Elle se met aussitôt à gémir, plus fiévreusement que lorsqu'elle était sur moi, ouvre les jambes presque en grand écart, empoigne le drap de part et d'autre de sa tête, ses doigts se crispent, je lui défonce la chatte, elle serre les dents, ses yeux paraissent affolés, regardent de tous côtés comme si elle cherchait quelque chose, s'écarquillent encore, elle frappe le matelas, elle gronde, elle crie. De toute évidence, Olive Sohn a envie de jouir. Moi aussi, mais pas tout de suite. Sinon elle va m'en vouloir – elle a l'air très déterminée – et c'est la dernière chose au monde que je souhaiterais. Qu'elle m'en veuille. J'essaie de l'imaginer en thermos plein de pâtes, mais je m'en veux illico (comment puis-je songer à traiter ainsi la fille la plus inattendue que j'aie jamais rencontrée, la seule qui ne ressemble à personne – un thermos plein de pâtes…) et ça calme presto mes pulsions précoces. Je manque même d'en débander de honte (je voudrais me cacher dans un trou de souris). Heureusement, elle ne me laisse pas le temps de me recroqueviller:

– Je veux que tu me prennes à quatre pattes. Encore une fois, elle est prête avant moi (elle est d'une rapidité stupéfiante, elle se téléporte d'un point à un autre, c'est peut-être un fantôme, elle est partout et dans toutes les positions à la fois). Je me redresse péniblement. Par chance, la vue qu'elle m'offre en position de chienne est des plus érectogènes et j'oublie vite le thermos – il faut dire que ça n'a rien à voir. Allez, enchaînons, enchaînons, suivons le guide, je sens qu'elle s'impatiente. Je prends une profonde inspiration, lui saute dessus, lui rentre dedans et «tape au fond», comme elle me le demande avec insistance. S'ensuivent quelques minutes de grande émotion, durant lesquelles je dois m'efforcer de ne pas perdre la cadence qu'elle impose par ses encouragements sataniques («Baise-moi, baise-moi, défonce-moi, plus fort, plus fort, défonce-moi») et me borne, en ce qui concerne les fantaisies annexes, à respecter de mon mieux ses désirs («Frappe-moi les fesses», «Griffe-moi», «Mords-moi», «Tiens-moi par les cheveux, plus fort, tire-moi les cheveux!»). Je ressemble à une marionnette manipulée par un parkinsonien fou, je ressemble à un ouvrier débordé par le rythme effréné de sa machine, je me mélange les pinceaux (je lui tape une fois la tête au lieu des fesses), mais c'est si intense que je ne pense plus à rien et, malgré les apparences peut-être, je prends beaucoup de plaisir. Je n'ai jamais pris autant de plaisir avec une fille – la question ne se pose même pas. Je suis dépassé, submergé. Je suis dans le plaisir.

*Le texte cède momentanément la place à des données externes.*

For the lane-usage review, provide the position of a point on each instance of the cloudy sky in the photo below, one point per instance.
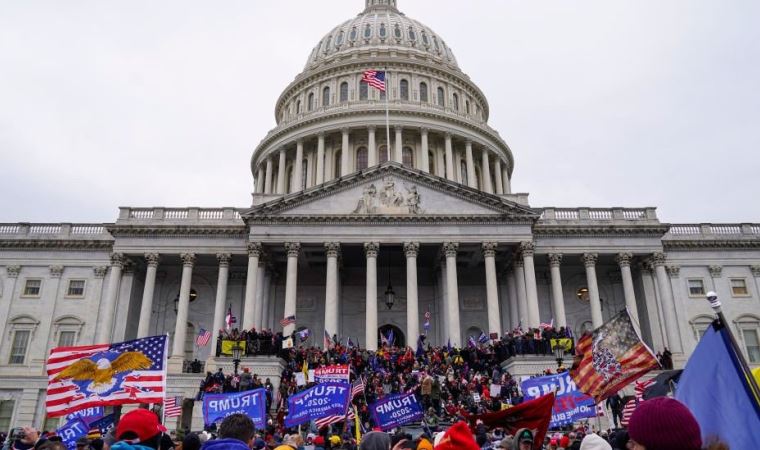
(145, 103)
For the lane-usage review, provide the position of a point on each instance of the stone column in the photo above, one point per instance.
(558, 299)
(183, 308)
(298, 184)
(497, 174)
(452, 291)
(472, 180)
(668, 304)
(522, 296)
(249, 304)
(146, 309)
(589, 261)
(332, 250)
(624, 261)
(492, 294)
(320, 158)
(449, 158)
(531, 291)
(425, 156)
(291, 284)
(344, 153)
(268, 177)
(411, 249)
(485, 168)
(282, 186)
(221, 298)
(109, 302)
(371, 146)
(371, 249)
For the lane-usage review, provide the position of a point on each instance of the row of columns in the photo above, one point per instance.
(265, 171)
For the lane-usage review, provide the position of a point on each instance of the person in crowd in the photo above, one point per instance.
(235, 433)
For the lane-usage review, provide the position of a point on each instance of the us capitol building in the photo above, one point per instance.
(354, 229)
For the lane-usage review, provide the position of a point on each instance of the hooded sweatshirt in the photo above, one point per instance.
(594, 442)
(225, 444)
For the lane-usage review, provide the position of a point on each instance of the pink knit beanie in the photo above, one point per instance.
(663, 423)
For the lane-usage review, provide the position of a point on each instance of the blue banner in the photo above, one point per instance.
(88, 414)
(322, 400)
(251, 403)
(570, 404)
(396, 411)
(73, 430)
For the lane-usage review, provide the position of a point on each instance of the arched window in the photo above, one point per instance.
(404, 89)
(361, 158)
(363, 91)
(326, 96)
(337, 166)
(382, 153)
(407, 157)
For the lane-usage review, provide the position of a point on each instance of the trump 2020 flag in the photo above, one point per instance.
(716, 391)
(611, 356)
(107, 374)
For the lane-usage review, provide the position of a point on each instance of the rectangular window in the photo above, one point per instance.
(32, 288)
(6, 414)
(696, 287)
(76, 288)
(67, 338)
(18, 348)
(752, 342)
(739, 287)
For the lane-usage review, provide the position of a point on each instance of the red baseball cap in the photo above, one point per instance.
(140, 421)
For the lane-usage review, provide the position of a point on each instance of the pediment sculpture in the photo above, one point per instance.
(388, 200)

(À New York, cette fureur charnelle monte d'un cran, à Veules-les-Roses elle se transforme en bain de sang.)

Profitant d'un moment d'accalmie qui m'est absolument indispensable pour éviter la syncope ou la pulvérisation atomique, elle me dit d'une voix haletante mais sur un ton aussi tranquille que si nous discutions à la terrasse d'un bistrot:

– J'aimerais voir ce que tu es en train de me faire. J'aimerais voir ta bite qui entre dans ma chatte. C'est pas juste: vous, vous pouvez. Nous, les filles, jamais vraiment, dans aucune position. Ça m'exciterait, pourtant.

Tant pis pour la syncope probable, je me sens de nouveau d'humeur cavalière. C'est vrai que tu rates quelque chose, Olive. Physiquement je commence à flancher un peu, même si je fais encore illusion, mais moralement ça ne peut pas aller mieux.

Depuis quelques instants, je suis fasciné par son trou du cul. Je n'entends même plus Olive crier, je ne la vois plus se tordre sur le lit, j'oublie de lui donner des claques sur les fesses et de lui tirer la tête en arrière, je plante mes ongles dans ses hanches et continue à la secouer comme un démon, en fixant son trou du cul avec des yeux qui feraient peur à un hibou.